Paul Bhatti, ministro pakistano per l’Armonia nazionale e fratello di Shahbaz, ucciso un anno e mezzo fa da un commando di terroristi, interverrà oggi all’Università di Padova per parlare di come vivono i cristiani nel suo Paese. Come anticipa a Ilsussidiario.net, “sarà l’occasione per proporre una grande conferenza mondiale sul tema della libertà religiosa, che vorrei organizzare in Italia insieme a tutti i capi di Stato e leader politici e religiosi dei cinque continenti”.



Ministro Bhatti, è di ieri la notizia di alcuni musulmani pakistani accusati di blasfemia per avere distrutto un tempio induista. Che cosa ne pensa?

La legge sulla blasfemia punisce le offese contro qualunque religione e i suoi profeti. Purtroppo in Pakistan è stata applicata soprattutto contro i cristiani, ma anche alcuni musulmani sono stati perseguiti con questa accusa. L’attacco contro il tempio induista rientra a sua volta nei casi previsti dalla legge sulla blasfemia. Ma anche nel caso di Rimsha Masih, sembrerebbe che un musulmano abbia inserito delle pagine del Corano all’interno di un sacchetto che conteneva la cenere, con l’obiettivo di far ricadere l’accusa sulla ragazzina. Questo gesto è a sua volta una forma di blasfemia, e quindi ora questo personaggio di religione islamica a sua volta dovrà rispondere della stessa accusa.



Ritiene un fatto positivo che, in questo caso, la legge sulla blasfemia sia stata applicata contro l’intolleranza religiosa dei musulmani?

Sì, da un certo punto di vista è positivo. La cosa più importante però è un’altra, e cioè che la legge sulla blasfemia non sia usata per fini o vendette personali. Il problema del Pakistan è che esiste un gruppo di individui con una mentalità estremista, che definire terroristi non è sbagliato, i quali usano qualsiasi pretesto per creare il caos.

A che punto è intanto il caso di Rimsha Masih?

L’aspetto negativo è che la soluzione della vicenda sta richiedendo più tempo del previsto. Nel momento in cui si accingeva a concludere il processo, il giudice di primo grado ha dovuto affrontare delle proteste degli avvocati che accusano Rimsha. Un gruppo numeroso di persone si è presentato in tribunale con sei legali, e non lasciava parlare il giudice chiedendo a gran voce che la bambina fosse punita. Hanno insultato il magistrato e la polizia, affermando che avrebbero fatto giustizia con le loro mani. Di fronte a una mentalità così aggressiva c’è poco da fare. Pretendevano addirittura che Rimsha Masih si presentasse in tribunale, e noi ci siamo opposti perché a quel punto l’incolumità della piccola sarebbe stata messa a repentaglio. Sotto pressione, il giudice ha però deciso che nell’udienza successiva la bambina si sarebbe dovuta presentare.

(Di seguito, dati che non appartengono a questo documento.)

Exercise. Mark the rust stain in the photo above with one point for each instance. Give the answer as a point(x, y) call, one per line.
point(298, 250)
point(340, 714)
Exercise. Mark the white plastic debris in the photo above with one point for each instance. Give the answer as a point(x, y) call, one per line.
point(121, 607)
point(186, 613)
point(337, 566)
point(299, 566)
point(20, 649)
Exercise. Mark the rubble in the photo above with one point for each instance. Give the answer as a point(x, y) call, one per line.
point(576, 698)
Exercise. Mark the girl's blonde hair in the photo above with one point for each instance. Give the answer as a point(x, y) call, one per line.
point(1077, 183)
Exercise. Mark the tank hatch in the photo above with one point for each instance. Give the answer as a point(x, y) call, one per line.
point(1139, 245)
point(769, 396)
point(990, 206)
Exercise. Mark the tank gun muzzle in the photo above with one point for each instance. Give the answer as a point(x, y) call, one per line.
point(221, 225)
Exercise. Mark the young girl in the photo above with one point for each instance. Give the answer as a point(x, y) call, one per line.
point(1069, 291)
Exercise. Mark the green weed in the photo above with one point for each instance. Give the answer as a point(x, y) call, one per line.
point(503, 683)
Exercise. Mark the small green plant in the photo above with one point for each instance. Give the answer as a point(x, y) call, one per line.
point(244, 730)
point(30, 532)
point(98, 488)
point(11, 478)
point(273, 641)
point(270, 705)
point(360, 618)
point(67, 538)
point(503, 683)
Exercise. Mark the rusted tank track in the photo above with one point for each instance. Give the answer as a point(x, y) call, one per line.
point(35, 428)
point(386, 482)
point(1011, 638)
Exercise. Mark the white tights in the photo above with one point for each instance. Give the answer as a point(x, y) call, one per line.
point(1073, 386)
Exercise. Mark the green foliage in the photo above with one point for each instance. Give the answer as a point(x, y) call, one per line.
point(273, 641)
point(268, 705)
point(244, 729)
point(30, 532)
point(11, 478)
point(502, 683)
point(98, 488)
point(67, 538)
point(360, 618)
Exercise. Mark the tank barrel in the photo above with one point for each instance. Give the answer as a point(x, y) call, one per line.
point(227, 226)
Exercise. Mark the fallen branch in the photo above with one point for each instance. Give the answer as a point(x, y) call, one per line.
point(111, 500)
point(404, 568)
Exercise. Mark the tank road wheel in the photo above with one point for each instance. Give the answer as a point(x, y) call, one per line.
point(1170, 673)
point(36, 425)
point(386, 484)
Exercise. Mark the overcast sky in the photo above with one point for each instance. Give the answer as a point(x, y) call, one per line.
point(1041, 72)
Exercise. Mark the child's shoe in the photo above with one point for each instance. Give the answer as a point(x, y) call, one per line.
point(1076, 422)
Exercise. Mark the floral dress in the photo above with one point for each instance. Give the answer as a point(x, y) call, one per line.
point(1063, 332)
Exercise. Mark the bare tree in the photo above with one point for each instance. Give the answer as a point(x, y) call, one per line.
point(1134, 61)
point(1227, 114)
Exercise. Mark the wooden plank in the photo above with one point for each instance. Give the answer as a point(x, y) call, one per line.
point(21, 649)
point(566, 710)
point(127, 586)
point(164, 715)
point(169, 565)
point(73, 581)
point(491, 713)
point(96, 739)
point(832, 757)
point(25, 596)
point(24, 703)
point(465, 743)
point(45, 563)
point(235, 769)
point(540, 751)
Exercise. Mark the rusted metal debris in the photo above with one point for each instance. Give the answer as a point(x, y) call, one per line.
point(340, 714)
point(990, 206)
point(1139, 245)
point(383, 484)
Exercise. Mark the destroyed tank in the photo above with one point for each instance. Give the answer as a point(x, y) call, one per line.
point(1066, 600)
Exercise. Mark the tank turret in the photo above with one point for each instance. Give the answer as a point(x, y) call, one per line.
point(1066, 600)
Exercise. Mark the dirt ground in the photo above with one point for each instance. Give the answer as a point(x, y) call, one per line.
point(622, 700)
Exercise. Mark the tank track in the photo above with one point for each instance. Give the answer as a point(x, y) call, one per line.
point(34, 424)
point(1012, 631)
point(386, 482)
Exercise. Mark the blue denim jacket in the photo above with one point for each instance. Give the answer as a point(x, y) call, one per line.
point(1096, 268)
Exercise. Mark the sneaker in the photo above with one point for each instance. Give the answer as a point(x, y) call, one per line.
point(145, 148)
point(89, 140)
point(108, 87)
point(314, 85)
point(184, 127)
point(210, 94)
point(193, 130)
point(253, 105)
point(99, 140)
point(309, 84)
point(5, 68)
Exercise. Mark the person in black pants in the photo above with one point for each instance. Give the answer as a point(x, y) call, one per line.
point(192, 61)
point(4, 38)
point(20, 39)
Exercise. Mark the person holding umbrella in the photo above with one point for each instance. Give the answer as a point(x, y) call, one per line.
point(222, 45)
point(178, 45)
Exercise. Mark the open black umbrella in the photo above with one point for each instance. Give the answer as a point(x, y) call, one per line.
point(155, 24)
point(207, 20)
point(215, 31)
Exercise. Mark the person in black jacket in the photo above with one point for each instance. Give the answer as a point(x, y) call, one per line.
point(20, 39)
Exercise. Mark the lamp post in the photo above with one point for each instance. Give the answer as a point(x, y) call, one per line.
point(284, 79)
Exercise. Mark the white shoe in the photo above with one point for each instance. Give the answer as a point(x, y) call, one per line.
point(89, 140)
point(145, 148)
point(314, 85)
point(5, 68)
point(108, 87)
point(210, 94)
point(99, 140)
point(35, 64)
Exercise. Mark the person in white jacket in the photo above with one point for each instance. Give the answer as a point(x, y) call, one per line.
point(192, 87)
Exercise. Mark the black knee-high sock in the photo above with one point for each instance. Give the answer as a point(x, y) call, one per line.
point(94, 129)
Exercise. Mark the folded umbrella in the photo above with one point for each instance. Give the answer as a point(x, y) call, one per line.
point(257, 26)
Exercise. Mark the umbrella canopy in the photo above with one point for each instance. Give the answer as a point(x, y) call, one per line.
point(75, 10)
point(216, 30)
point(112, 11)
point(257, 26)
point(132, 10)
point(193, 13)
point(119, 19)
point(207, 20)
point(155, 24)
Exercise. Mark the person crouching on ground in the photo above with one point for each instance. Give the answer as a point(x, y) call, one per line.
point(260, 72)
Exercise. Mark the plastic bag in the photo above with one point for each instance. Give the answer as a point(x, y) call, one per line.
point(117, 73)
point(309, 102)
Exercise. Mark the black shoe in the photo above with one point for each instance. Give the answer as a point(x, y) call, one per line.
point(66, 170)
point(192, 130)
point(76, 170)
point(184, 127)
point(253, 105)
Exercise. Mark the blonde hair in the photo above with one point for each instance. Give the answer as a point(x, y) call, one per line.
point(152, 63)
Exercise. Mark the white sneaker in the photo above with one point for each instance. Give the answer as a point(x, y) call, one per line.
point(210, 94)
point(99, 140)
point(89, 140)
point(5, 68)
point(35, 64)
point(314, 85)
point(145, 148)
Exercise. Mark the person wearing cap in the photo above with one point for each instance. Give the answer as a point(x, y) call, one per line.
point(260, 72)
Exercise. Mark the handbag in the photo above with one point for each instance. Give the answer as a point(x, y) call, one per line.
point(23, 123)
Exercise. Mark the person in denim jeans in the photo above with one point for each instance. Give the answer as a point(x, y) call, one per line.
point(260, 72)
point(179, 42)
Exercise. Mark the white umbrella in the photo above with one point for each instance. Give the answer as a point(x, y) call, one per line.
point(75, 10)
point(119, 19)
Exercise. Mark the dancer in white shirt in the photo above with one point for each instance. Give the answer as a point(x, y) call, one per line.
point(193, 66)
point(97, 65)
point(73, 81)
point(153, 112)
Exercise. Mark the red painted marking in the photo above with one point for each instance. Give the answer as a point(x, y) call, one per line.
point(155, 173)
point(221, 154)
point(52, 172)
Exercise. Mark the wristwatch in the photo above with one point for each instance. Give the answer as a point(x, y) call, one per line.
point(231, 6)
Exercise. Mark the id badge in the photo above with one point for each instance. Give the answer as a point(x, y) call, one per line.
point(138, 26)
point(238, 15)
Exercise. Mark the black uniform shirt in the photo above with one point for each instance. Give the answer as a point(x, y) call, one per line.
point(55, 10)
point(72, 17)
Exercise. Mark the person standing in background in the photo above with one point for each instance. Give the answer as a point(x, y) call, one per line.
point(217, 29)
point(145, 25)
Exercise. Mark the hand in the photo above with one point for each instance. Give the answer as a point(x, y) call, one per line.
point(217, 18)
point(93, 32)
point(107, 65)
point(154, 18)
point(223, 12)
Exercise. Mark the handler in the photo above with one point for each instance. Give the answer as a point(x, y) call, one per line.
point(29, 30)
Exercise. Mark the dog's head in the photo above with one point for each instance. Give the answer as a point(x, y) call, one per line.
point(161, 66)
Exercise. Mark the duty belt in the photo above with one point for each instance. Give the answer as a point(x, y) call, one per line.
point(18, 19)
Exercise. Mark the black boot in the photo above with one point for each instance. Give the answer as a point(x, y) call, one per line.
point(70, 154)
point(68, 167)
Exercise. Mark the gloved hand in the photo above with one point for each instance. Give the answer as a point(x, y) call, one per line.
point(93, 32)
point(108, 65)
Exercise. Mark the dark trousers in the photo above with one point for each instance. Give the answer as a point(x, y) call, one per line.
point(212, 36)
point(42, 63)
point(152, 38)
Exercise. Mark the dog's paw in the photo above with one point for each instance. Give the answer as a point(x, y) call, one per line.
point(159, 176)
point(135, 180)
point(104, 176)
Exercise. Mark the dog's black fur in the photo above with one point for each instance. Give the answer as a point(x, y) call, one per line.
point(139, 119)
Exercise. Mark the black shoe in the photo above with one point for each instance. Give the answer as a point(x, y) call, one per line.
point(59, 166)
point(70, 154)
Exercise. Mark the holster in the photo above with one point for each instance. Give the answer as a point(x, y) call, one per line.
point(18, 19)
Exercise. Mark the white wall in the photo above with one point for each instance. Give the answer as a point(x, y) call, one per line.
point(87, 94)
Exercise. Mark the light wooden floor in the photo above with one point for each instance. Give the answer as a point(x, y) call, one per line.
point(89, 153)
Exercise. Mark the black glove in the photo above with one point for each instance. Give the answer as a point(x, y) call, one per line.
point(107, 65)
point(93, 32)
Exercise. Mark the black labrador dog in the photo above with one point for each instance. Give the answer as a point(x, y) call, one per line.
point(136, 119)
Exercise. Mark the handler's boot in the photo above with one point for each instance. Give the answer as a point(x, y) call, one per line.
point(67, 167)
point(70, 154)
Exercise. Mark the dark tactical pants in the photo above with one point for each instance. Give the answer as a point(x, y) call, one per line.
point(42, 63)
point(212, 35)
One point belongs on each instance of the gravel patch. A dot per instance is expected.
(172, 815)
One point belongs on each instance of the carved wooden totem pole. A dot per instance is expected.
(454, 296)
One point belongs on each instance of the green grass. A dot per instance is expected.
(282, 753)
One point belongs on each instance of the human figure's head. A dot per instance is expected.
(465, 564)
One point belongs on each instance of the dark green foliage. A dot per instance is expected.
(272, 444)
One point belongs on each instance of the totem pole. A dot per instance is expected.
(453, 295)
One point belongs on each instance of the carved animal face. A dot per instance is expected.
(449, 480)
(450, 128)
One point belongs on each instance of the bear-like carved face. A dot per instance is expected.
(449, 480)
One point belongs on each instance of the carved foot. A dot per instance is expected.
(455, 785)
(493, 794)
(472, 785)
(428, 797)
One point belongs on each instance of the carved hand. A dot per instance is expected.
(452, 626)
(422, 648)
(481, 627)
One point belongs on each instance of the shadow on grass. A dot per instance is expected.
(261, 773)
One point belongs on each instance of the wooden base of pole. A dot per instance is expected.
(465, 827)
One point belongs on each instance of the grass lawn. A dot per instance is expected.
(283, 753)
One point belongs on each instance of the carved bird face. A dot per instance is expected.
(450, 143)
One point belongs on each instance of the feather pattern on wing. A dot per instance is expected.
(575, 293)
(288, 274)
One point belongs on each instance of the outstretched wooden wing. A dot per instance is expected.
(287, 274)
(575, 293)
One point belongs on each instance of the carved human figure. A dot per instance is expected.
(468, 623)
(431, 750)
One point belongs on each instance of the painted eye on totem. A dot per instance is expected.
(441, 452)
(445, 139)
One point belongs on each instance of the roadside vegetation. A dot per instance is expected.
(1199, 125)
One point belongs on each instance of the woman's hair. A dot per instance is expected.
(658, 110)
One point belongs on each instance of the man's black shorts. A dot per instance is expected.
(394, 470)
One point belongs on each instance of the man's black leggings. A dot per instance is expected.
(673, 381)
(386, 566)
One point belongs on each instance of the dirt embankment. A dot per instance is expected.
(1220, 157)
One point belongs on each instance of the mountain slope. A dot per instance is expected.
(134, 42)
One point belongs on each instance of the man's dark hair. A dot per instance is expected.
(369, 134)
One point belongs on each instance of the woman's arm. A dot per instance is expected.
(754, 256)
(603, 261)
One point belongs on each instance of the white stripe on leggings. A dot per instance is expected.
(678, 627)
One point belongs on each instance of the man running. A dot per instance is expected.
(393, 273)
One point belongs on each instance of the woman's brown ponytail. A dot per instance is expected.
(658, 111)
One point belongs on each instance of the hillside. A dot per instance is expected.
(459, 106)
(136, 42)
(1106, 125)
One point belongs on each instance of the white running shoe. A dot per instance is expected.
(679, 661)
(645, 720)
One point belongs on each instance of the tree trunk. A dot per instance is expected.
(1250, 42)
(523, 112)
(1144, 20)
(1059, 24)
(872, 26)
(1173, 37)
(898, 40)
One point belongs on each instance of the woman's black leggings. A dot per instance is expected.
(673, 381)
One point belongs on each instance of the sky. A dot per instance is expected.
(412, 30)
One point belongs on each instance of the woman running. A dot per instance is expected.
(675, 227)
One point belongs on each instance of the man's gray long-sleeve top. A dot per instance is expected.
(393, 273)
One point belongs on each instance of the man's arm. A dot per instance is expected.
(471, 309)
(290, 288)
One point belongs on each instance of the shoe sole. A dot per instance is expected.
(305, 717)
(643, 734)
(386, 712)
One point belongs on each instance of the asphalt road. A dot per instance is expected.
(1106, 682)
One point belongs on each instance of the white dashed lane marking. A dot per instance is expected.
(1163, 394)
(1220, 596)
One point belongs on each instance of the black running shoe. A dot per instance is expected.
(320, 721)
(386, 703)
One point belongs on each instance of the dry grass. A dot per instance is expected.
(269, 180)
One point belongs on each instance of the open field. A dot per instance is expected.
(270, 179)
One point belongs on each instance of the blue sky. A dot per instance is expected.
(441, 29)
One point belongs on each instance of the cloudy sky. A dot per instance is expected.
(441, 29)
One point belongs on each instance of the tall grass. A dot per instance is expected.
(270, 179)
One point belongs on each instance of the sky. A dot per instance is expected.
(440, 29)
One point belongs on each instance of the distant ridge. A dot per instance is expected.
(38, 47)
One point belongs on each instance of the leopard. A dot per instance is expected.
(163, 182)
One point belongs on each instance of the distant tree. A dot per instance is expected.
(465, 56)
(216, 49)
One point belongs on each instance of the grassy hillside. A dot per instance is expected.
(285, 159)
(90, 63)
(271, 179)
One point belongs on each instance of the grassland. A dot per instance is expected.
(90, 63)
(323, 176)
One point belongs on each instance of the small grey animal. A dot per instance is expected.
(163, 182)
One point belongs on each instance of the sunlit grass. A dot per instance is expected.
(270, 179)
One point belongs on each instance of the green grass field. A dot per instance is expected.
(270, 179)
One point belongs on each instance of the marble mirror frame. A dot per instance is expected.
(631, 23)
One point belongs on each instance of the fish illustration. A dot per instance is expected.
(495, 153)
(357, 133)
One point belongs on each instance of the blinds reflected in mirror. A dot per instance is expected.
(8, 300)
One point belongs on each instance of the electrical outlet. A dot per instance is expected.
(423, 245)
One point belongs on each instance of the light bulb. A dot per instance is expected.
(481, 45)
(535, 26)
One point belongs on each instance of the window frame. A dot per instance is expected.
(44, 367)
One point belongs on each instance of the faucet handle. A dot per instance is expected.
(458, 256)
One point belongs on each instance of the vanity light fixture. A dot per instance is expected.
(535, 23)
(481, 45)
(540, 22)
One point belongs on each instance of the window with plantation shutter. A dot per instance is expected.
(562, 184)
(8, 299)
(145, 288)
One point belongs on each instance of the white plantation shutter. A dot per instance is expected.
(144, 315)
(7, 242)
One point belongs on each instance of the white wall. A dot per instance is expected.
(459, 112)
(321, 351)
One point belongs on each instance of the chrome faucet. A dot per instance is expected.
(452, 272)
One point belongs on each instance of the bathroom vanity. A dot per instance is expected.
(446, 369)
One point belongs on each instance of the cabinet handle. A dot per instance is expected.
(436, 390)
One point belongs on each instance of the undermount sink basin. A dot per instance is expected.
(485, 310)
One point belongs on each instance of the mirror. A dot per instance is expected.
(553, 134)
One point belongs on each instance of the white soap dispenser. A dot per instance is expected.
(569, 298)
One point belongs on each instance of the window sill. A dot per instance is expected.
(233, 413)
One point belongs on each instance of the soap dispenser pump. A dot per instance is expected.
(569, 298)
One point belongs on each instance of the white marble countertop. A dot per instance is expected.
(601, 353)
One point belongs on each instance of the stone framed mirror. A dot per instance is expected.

Quindi che cosa avete fatto?

Il ministro pakistano della Giustizia e diversi avvocati mi hanno suggerito di fare ricorso direttamente alla Corte d’appello, per chiedere di fermare l’ordine di comparizione in tribunale da parte di Rimsha e di emanare una sentenza d’assoluzione. Il 27 settembre abbiamo presentato il ricorso e la prossima udienza si terrà il 17 ottobre. Sono fiducioso, in quanto l’inchiesta realizzata dalla polizia ha dichiarato che la minorenne è innocente.

 

Di recente lei è stato a New York. Qual è stato il motivo del suo viaggio?

 

Il 26 settembre ho partecipato a una serie di incontri nella sede Onu al Palazzo di Vetro, dove sono intervenuto sul tema della libertà religiosa e mi sono confrontato con varie persone per chiedere loro di aiutarci a difendere i cristiani in Pakistan. Devo dire che ho trovato una grande disponibilità. Oggi parlerò all’Università di Padova, e proporrò che l’Italia organizzi una grande conferenza sul tema della libertà religiosa, invitando tutti i capi di Stato e i leader politici e religiosi, per individuare soluzioni per il futuro, e ripristinare la pace che è stata ferita dagli attacchi contro i cristiani.

 

Perché ritiene che l’Italia sia il luogo ideale per questa grande conferenza?

 

Perché avverto una grande sensibilità sul tema della libertà religiosa, e il vostro è un Paese noto nel mondo per la sua tolleranza. A differenza invece degli Stati Uniti che hanno creato malcontento con la loro politica interventista.